LannieDuck · 13/01/2020 11:10

I struggle to get out of bed in the mornings and always have; but I'm an adult, so I do it. It's my responsibility to be up at the right time, not my husband's to get me up.

I need to know the time I have to get up. I work it out the night before, so I can get as much of a lie-in as possible, and still get up when I need to. Given the choice I would snooze my alarm repeatedly, so I have to make sure I have a hard deadline.

At the moment, your husband knows that if he gets up at 7.15, everyone can be out of the door by 7.30, so that's what he does.
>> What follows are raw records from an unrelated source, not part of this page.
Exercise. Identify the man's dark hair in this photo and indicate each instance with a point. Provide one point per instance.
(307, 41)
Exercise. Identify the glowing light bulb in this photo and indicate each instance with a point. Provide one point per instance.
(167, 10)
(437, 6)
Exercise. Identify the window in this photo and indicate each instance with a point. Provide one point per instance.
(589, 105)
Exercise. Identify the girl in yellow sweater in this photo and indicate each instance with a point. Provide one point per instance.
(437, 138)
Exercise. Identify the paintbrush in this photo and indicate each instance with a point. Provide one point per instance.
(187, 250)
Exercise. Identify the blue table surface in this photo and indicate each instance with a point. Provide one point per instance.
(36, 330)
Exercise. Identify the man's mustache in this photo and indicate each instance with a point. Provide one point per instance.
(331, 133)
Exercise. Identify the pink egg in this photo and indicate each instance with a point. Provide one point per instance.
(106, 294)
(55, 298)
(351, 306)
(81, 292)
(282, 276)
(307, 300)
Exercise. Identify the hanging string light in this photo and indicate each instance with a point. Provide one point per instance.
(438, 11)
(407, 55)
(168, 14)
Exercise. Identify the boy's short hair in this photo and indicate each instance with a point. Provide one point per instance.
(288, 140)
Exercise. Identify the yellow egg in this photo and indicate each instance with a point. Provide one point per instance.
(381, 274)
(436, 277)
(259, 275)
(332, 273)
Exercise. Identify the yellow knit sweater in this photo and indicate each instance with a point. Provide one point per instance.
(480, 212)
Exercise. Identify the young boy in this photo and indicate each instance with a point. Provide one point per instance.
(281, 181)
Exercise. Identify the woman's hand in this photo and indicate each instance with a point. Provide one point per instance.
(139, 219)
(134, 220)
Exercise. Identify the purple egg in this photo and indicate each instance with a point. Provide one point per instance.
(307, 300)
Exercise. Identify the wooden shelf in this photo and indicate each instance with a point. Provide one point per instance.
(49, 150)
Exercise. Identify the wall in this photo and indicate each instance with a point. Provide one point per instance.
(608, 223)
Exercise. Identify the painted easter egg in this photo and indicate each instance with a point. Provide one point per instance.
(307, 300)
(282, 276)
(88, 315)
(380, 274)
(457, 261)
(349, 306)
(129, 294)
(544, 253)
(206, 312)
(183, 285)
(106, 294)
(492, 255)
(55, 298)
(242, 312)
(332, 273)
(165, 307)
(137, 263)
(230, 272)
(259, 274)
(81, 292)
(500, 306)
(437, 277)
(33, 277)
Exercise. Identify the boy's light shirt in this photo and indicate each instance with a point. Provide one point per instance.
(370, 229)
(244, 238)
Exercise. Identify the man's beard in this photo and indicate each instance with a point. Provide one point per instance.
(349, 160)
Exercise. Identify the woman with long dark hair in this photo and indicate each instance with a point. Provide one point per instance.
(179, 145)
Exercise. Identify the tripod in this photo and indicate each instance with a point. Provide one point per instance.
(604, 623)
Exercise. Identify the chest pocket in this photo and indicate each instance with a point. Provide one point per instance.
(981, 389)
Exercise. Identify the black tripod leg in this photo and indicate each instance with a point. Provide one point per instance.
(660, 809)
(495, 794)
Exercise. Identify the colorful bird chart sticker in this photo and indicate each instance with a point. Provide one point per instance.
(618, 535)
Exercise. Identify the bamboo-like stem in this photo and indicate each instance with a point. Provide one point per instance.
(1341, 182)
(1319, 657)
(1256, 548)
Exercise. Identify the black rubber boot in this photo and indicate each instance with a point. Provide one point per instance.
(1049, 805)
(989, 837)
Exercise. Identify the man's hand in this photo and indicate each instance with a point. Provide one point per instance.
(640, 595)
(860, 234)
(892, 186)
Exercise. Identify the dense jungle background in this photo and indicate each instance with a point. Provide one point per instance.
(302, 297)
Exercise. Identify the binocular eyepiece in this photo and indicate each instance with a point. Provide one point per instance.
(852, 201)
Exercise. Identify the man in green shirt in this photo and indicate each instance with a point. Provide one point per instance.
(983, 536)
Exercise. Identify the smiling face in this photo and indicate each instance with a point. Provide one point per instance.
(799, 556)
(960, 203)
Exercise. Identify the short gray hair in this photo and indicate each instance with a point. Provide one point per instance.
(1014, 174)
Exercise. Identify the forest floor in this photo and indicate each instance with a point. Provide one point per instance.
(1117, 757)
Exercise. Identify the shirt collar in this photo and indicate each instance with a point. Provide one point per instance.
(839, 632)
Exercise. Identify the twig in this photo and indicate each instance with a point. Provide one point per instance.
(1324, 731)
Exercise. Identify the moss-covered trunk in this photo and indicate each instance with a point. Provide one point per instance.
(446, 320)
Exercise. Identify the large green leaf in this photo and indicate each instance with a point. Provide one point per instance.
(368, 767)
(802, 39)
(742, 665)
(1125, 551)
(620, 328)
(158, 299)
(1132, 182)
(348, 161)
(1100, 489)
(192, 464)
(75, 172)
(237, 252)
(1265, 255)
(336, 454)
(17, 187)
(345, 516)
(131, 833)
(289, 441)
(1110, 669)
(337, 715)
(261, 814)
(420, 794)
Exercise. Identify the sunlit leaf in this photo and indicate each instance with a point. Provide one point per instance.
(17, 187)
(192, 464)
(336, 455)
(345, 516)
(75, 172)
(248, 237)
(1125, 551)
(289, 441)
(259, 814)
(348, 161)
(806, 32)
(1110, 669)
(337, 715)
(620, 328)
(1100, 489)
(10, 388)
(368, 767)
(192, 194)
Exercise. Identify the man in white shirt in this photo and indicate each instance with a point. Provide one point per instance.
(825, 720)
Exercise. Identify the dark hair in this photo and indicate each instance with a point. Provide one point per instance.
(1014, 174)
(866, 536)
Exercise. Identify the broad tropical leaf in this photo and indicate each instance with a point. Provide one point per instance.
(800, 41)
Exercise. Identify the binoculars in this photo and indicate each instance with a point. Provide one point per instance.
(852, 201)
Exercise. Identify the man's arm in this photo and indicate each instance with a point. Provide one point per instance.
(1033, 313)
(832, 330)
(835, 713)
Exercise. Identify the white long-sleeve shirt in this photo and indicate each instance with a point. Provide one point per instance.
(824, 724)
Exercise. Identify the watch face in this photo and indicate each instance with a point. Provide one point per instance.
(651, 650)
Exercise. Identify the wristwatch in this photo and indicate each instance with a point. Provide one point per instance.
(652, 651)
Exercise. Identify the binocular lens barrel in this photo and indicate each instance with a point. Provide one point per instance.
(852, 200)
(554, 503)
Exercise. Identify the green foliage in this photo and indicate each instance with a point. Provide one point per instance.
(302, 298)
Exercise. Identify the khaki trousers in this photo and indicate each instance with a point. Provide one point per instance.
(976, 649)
Try telling him you need him to do X and Y for your son tomorrow (to give you more breathing room), so he needs to be up by 7.

And stop reminding him / opening curtains etc. You're becoming a crutch. He needs to learn to do it himself.

If it gets to 7 and there's no movement, you could go in with DS, announce it's 7 and DS needs X and Y, then leave them to it. Wait by the front-door at 7.30 so it's very clear that he's the one responsible for making himself late, and not you. Be prepared to repeat the next day - it takes a while to break a habit.